Carrie tucks the bottle back in her pocket, slowly opens her mouth, and very gently digs a mass of deep red gauze out of her cheek. She pulls her cheek aside with a finger, and tilts her head down, showing a mess of swollen, bloody gums crossed by black stitches where a tooth used to be.
"Are you fucking kidding me?" Bethany snaps, furious.
Her hand shaking slightly, Carrie blocks a crow from grabbing the bloody gauze and drops it into her left coat pocket.
"Okay, that's just disgusting," Keith says.
Carrie frowns and narrows her eyes at him, fishing through her breast pocket for a packet of sterile gauze, tearing it open and cautiously tucking it into the gap in her teeth.

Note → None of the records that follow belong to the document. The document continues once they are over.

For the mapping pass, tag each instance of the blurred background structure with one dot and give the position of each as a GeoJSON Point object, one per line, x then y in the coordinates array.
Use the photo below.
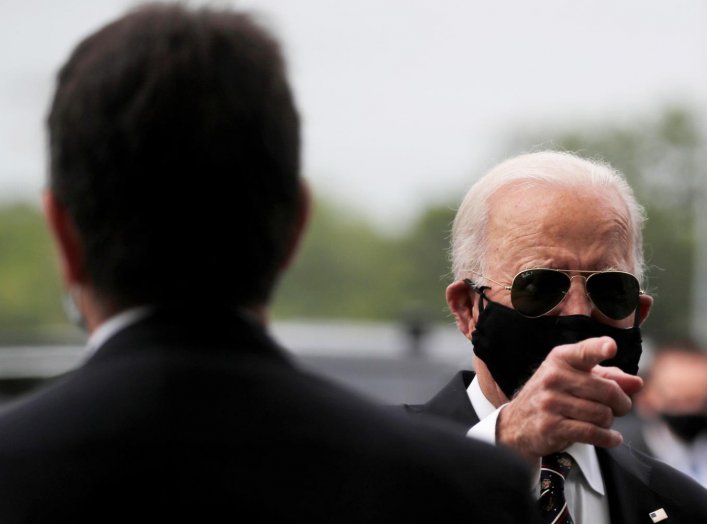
{"type": "Point", "coordinates": [405, 103]}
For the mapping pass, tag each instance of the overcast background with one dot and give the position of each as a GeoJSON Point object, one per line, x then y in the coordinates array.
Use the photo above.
{"type": "Point", "coordinates": [403, 101]}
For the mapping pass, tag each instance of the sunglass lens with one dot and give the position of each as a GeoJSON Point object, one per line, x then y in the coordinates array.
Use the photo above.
{"type": "Point", "coordinates": [614, 293]}
{"type": "Point", "coordinates": [536, 291]}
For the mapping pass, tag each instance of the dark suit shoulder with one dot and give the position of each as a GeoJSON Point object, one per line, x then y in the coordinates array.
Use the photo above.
{"type": "Point", "coordinates": [182, 428]}
{"type": "Point", "coordinates": [451, 404]}
{"type": "Point", "coordinates": [639, 484]}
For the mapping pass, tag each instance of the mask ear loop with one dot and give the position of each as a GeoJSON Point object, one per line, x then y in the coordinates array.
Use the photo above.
{"type": "Point", "coordinates": [637, 315]}
{"type": "Point", "coordinates": [478, 289]}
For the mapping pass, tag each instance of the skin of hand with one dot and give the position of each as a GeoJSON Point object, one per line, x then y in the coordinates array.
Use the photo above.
{"type": "Point", "coordinates": [570, 398]}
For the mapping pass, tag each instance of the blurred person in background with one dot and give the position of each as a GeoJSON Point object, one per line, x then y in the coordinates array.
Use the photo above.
{"type": "Point", "coordinates": [670, 412]}
{"type": "Point", "coordinates": [547, 260]}
{"type": "Point", "coordinates": [175, 201]}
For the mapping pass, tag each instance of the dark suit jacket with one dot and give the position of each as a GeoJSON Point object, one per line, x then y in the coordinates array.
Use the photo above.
{"type": "Point", "coordinates": [636, 484]}
{"type": "Point", "coordinates": [185, 416]}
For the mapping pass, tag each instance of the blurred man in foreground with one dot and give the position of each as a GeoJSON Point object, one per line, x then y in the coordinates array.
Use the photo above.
{"type": "Point", "coordinates": [547, 257]}
{"type": "Point", "coordinates": [175, 202]}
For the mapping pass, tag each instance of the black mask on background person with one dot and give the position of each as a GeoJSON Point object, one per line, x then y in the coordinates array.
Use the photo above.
{"type": "Point", "coordinates": [513, 346]}
{"type": "Point", "coordinates": [686, 427]}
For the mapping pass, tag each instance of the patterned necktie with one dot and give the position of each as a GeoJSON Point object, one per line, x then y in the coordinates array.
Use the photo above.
{"type": "Point", "coordinates": [552, 503]}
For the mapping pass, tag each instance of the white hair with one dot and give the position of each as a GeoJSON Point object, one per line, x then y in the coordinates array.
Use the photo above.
{"type": "Point", "coordinates": [469, 232]}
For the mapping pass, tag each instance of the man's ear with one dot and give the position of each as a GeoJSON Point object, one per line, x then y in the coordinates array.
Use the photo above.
{"type": "Point", "coordinates": [301, 221]}
{"type": "Point", "coordinates": [645, 303]}
{"type": "Point", "coordinates": [460, 300]}
{"type": "Point", "coordinates": [66, 239]}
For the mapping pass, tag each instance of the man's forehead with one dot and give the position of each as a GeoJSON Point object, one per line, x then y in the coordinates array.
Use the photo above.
{"type": "Point", "coordinates": [542, 223]}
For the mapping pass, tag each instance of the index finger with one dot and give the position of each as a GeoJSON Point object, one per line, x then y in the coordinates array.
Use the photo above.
{"type": "Point", "coordinates": [586, 354]}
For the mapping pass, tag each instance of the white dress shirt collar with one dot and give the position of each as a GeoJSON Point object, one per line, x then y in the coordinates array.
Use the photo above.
{"type": "Point", "coordinates": [584, 455]}
{"type": "Point", "coordinates": [113, 325]}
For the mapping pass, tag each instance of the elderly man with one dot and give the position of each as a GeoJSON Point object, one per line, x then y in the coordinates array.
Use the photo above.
{"type": "Point", "coordinates": [176, 202]}
{"type": "Point", "coordinates": [547, 259]}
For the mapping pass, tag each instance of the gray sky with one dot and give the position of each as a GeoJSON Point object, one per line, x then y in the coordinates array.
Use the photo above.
{"type": "Point", "coordinates": [403, 101]}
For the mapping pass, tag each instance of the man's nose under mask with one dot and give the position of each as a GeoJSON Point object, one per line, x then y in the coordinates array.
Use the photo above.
{"type": "Point", "coordinates": [513, 346]}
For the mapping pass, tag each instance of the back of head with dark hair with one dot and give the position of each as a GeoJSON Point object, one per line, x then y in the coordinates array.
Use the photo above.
{"type": "Point", "coordinates": [174, 147]}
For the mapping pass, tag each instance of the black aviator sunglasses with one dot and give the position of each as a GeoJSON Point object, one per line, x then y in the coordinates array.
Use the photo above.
{"type": "Point", "coordinates": [537, 291]}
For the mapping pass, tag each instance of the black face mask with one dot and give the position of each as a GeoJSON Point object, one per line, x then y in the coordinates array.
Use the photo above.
{"type": "Point", "coordinates": [687, 427]}
{"type": "Point", "coordinates": [513, 346]}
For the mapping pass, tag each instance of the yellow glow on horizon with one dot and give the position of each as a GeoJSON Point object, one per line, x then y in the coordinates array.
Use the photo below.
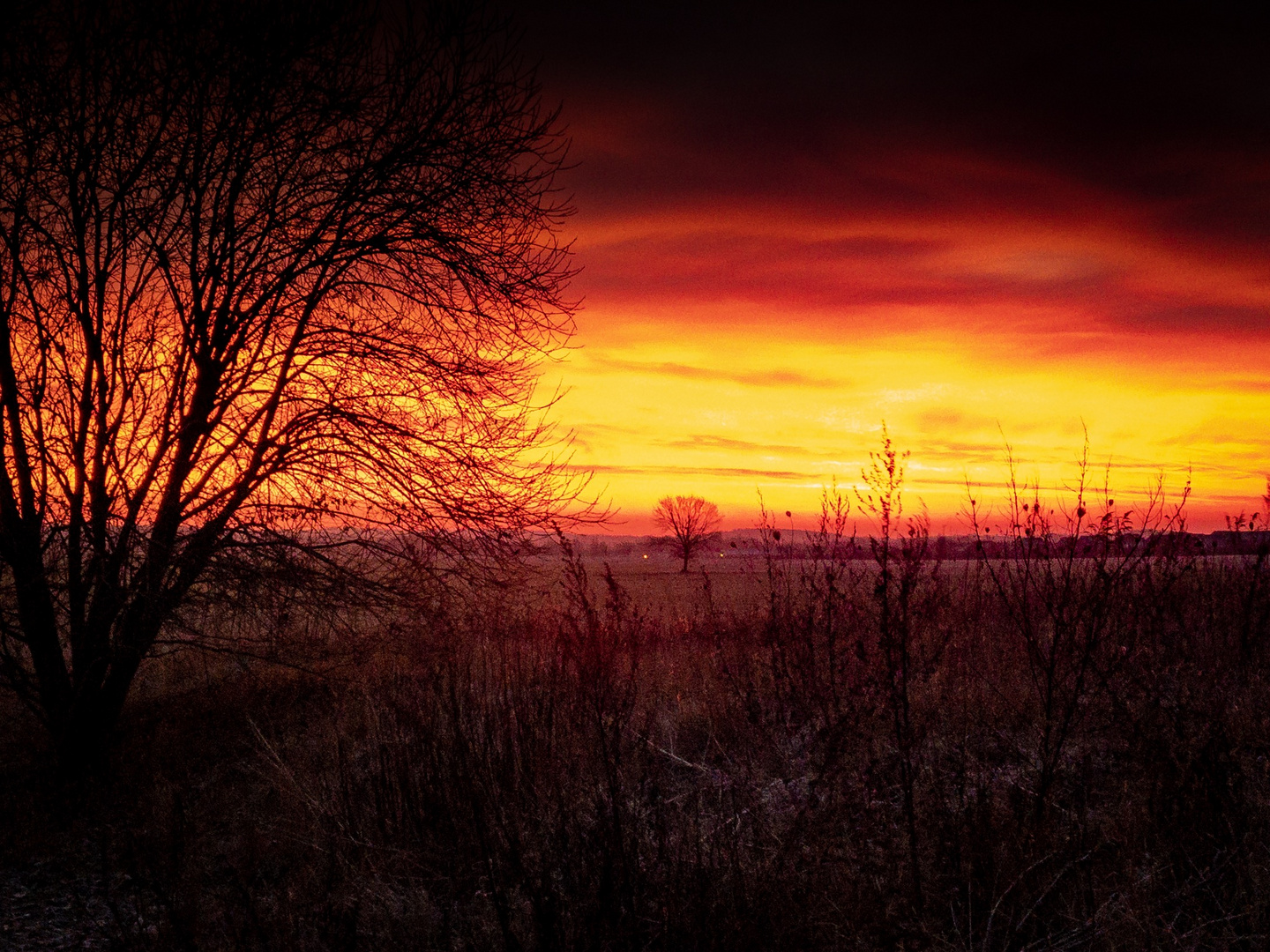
{"type": "Point", "coordinates": [729, 415]}
{"type": "Point", "coordinates": [744, 346]}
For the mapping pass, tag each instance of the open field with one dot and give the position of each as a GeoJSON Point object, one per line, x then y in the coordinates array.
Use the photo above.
{"type": "Point", "coordinates": [780, 753]}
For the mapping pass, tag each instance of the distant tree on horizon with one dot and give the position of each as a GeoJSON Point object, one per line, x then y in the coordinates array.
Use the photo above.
{"type": "Point", "coordinates": [691, 522]}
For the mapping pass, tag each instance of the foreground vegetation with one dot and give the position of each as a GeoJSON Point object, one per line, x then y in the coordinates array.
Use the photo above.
{"type": "Point", "coordinates": [1054, 747]}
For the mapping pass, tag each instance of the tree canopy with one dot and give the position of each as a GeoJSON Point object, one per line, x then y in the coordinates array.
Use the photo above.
{"type": "Point", "coordinates": [271, 274]}
{"type": "Point", "coordinates": [691, 522]}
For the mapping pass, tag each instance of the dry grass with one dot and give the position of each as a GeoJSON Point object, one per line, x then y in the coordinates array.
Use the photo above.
{"type": "Point", "coordinates": [648, 761]}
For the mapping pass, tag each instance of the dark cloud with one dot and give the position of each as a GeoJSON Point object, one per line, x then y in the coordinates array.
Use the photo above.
{"type": "Point", "coordinates": [1166, 104]}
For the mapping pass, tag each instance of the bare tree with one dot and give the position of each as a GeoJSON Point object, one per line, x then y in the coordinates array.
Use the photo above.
{"type": "Point", "coordinates": [271, 274]}
{"type": "Point", "coordinates": [691, 522]}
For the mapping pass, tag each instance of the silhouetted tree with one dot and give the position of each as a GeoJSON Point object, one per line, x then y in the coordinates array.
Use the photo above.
{"type": "Point", "coordinates": [691, 522]}
{"type": "Point", "coordinates": [271, 276]}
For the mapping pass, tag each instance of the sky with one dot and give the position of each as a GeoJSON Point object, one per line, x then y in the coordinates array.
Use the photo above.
{"type": "Point", "coordinates": [981, 227]}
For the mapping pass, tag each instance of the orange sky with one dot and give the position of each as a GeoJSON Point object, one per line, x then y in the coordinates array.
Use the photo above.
{"type": "Point", "coordinates": [752, 315]}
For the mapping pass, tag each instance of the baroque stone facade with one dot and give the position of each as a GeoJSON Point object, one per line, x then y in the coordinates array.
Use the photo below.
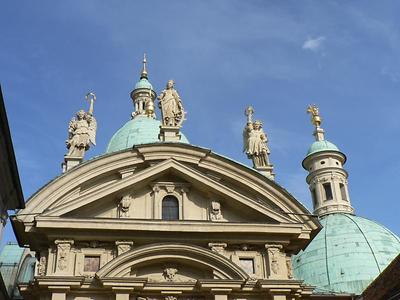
{"type": "Point", "coordinates": [164, 221]}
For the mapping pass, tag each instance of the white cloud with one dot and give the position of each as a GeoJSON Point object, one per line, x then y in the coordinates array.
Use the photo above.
{"type": "Point", "coordinates": [313, 44]}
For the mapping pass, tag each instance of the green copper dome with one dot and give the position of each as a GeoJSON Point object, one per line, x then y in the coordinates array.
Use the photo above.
{"type": "Point", "coordinates": [143, 83]}
{"type": "Point", "coordinates": [346, 255]}
{"type": "Point", "coordinates": [319, 146]}
{"type": "Point", "coordinates": [140, 130]}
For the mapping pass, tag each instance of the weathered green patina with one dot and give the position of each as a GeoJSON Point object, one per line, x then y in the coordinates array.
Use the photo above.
{"type": "Point", "coordinates": [138, 131]}
{"type": "Point", "coordinates": [346, 255]}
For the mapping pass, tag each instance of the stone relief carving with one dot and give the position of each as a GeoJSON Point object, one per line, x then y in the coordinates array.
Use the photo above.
{"type": "Point", "coordinates": [123, 246]}
{"type": "Point", "coordinates": [169, 273]}
{"type": "Point", "coordinates": [274, 259]}
{"type": "Point", "coordinates": [124, 206]}
{"type": "Point", "coordinates": [170, 103]}
{"type": "Point", "coordinates": [63, 250]}
{"type": "Point", "coordinates": [82, 130]}
{"type": "Point", "coordinates": [255, 141]}
{"type": "Point", "coordinates": [215, 212]}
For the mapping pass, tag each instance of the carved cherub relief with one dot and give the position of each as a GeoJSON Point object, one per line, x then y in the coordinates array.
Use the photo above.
{"type": "Point", "coordinates": [169, 273]}
{"type": "Point", "coordinates": [124, 206]}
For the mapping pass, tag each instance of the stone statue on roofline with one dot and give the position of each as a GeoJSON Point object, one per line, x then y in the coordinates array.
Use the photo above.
{"type": "Point", "coordinates": [255, 144]}
{"type": "Point", "coordinates": [170, 103]}
{"type": "Point", "coordinates": [316, 120]}
{"type": "Point", "coordinates": [82, 131]}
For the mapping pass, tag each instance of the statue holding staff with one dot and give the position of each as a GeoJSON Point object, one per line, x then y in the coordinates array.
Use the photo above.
{"type": "Point", "coordinates": [171, 106]}
{"type": "Point", "coordinates": [82, 130]}
{"type": "Point", "coordinates": [255, 141]}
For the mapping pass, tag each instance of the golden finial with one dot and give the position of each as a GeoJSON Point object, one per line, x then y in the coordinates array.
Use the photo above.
{"type": "Point", "coordinates": [316, 119]}
{"type": "Point", "coordinates": [144, 71]}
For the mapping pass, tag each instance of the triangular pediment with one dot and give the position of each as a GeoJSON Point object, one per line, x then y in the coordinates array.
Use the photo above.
{"type": "Point", "coordinates": [171, 174]}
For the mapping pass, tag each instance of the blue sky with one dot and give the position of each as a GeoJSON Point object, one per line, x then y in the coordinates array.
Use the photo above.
{"type": "Point", "coordinates": [278, 56]}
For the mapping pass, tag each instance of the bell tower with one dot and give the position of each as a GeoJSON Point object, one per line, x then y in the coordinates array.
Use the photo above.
{"type": "Point", "coordinates": [327, 179]}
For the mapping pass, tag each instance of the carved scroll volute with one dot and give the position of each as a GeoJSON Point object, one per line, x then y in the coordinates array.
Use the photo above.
{"type": "Point", "coordinates": [64, 263]}
{"type": "Point", "coordinates": [42, 264]}
{"type": "Point", "coordinates": [276, 262]}
{"type": "Point", "coordinates": [215, 211]}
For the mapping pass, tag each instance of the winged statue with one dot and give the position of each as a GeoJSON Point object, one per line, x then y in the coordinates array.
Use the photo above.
{"type": "Point", "coordinates": [82, 130]}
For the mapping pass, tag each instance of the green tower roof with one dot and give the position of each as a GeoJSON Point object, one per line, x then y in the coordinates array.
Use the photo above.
{"type": "Point", "coordinates": [319, 146]}
{"type": "Point", "coordinates": [346, 255]}
{"type": "Point", "coordinates": [139, 130]}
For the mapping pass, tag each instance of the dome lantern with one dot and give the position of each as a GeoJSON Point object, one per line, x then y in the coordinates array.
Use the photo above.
{"type": "Point", "coordinates": [327, 179]}
{"type": "Point", "coordinates": [143, 95]}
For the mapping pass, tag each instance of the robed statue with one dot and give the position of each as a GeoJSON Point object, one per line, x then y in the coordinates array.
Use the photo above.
{"type": "Point", "coordinates": [255, 141]}
{"type": "Point", "coordinates": [170, 103]}
{"type": "Point", "coordinates": [316, 119]}
{"type": "Point", "coordinates": [82, 130]}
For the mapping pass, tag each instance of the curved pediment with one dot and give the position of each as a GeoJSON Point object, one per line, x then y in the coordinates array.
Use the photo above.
{"type": "Point", "coordinates": [171, 263]}
{"type": "Point", "coordinates": [204, 183]}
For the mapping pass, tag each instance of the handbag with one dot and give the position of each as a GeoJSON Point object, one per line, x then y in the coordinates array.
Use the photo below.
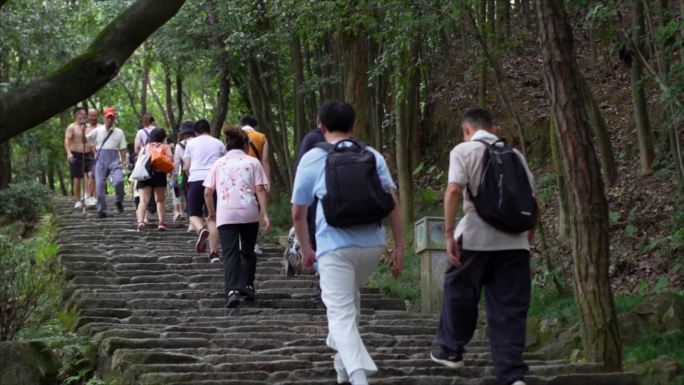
{"type": "Point", "coordinates": [141, 169]}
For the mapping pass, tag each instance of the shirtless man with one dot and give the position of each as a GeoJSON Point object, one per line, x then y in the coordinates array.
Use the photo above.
{"type": "Point", "coordinates": [79, 154]}
{"type": "Point", "coordinates": [93, 123]}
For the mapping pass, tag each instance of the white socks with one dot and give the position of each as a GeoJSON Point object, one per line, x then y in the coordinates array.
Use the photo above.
{"type": "Point", "coordinates": [358, 377]}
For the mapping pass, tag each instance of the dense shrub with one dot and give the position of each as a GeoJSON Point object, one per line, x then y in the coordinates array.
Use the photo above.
{"type": "Point", "coordinates": [29, 281]}
{"type": "Point", "coordinates": [26, 201]}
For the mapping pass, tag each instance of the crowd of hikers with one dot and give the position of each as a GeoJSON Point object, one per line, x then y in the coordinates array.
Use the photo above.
{"type": "Point", "coordinates": [342, 193]}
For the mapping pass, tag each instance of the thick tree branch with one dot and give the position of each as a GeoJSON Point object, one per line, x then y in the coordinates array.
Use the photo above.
{"type": "Point", "coordinates": [84, 75]}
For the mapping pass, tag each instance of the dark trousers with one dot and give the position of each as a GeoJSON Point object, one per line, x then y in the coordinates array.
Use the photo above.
{"type": "Point", "coordinates": [238, 272]}
{"type": "Point", "coordinates": [505, 277]}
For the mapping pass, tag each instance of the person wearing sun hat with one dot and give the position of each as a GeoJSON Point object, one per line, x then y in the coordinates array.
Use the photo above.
{"type": "Point", "coordinates": [110, 144]}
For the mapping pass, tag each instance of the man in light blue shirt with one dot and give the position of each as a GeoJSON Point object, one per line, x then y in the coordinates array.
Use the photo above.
{"type": "Point", "coordinates": [346, 256]}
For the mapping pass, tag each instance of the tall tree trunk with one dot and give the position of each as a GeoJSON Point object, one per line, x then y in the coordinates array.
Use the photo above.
{"type": "Point", "coordinates": [593, 47]}
{"type": "Point", "coordinates": [564, 225]}
{"type": "Point", "coordinates": [51, 176]}
{"type": "Point", "coordinates": [600, 129]}
{"type": "Point", "coordinates": [82, 76]}
{"type": "Point", "coordinates": [5, 164]}
{"type": "Point", "coordinates": [482, 84]}
{"type": "Point", "coordinates": [590, 239]}
{"type": "Point", "coordinates": [415, 137]}
{"type": "Point", "coordinates": [259, 93]}
{"type": "Point", "coordinates": [503, 19]}
{"type": "Point", "coordinates": [285, 142]}
{"type": "Point", "coordinates": [159, 104]}
{"type": "Point", "coordinates": [145, 80]}
{"type": "Point", "coordinates": [401, 113]}
{"type": "Point", "coordinates": [356, 90]}
{"type": "Point", "coordinates": [222, 62]}
{"type": "Point", "coordinates": [643, 127]}
{"type": "Point", "coordinates": [179, 98]}
{"type": "Point", "coordinates": [299, 95]}
{"type": "Point", "coordinates": [60, 177]}
{"type": "Point", "coordinates": [168, 91]}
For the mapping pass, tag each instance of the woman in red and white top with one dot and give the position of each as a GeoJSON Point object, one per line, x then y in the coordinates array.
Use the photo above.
{"type": "Point", "coordinates": [240, 184]}
{"type": "Point", "coordinates": [156, 183]}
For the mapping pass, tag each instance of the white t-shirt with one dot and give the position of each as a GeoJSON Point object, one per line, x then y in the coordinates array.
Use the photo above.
{"type": "Point", "coordinates": [116, 141]}
{"type": "Point", "coordinates": [465, 168]}
{"type": "Point", "coordinates": [202, 151]}
{"type": "Point", "coordinates": [142, 137]}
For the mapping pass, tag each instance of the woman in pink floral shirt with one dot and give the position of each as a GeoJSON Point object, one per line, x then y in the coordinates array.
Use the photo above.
{"type": "Point", "coordinates": [240, 184]}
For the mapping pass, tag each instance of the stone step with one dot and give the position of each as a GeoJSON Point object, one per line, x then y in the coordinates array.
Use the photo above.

"Don't look at me like that," Keith whimpers, curling away from her.
"What are you scared of? She doesn't bite," I tell him.
"Wh- ... Yes she does!" Keith snaps.
Maybe that was a stupid way to put it. He's probably thinking about the time one of the sporty guys stomped on a praying mantis Carrie was watching in the grass outside school, so she leapt up and tried very, very hard to bite a chunk out of his neck. Or maybe he's thinking of the other two times she bit somebody at this school.
As if to underline that, Carrie lunges closer to him, weakly biting at the air between them, sending her gang of crows scattering back up to the roof of the school. Keith flinches, nearly falling over. She laughs through her teeth.
"Hey, be nice," I warn her.
"No," Carrie says weakly, almost like she's confused by the request. Her face looks like she just bit into a lemon.
"Alright, I don't know about you guys, but I've had enough of this place today," Bethany says, slipping her makeup back into her pocket. "You guys coming with me?"
"Actually, uh, Lyra," Keith starts, standing up. "Do you want to-"
Carrie steps forward, her glare punching a hole through his head. Keith stumbles back, and she smiles.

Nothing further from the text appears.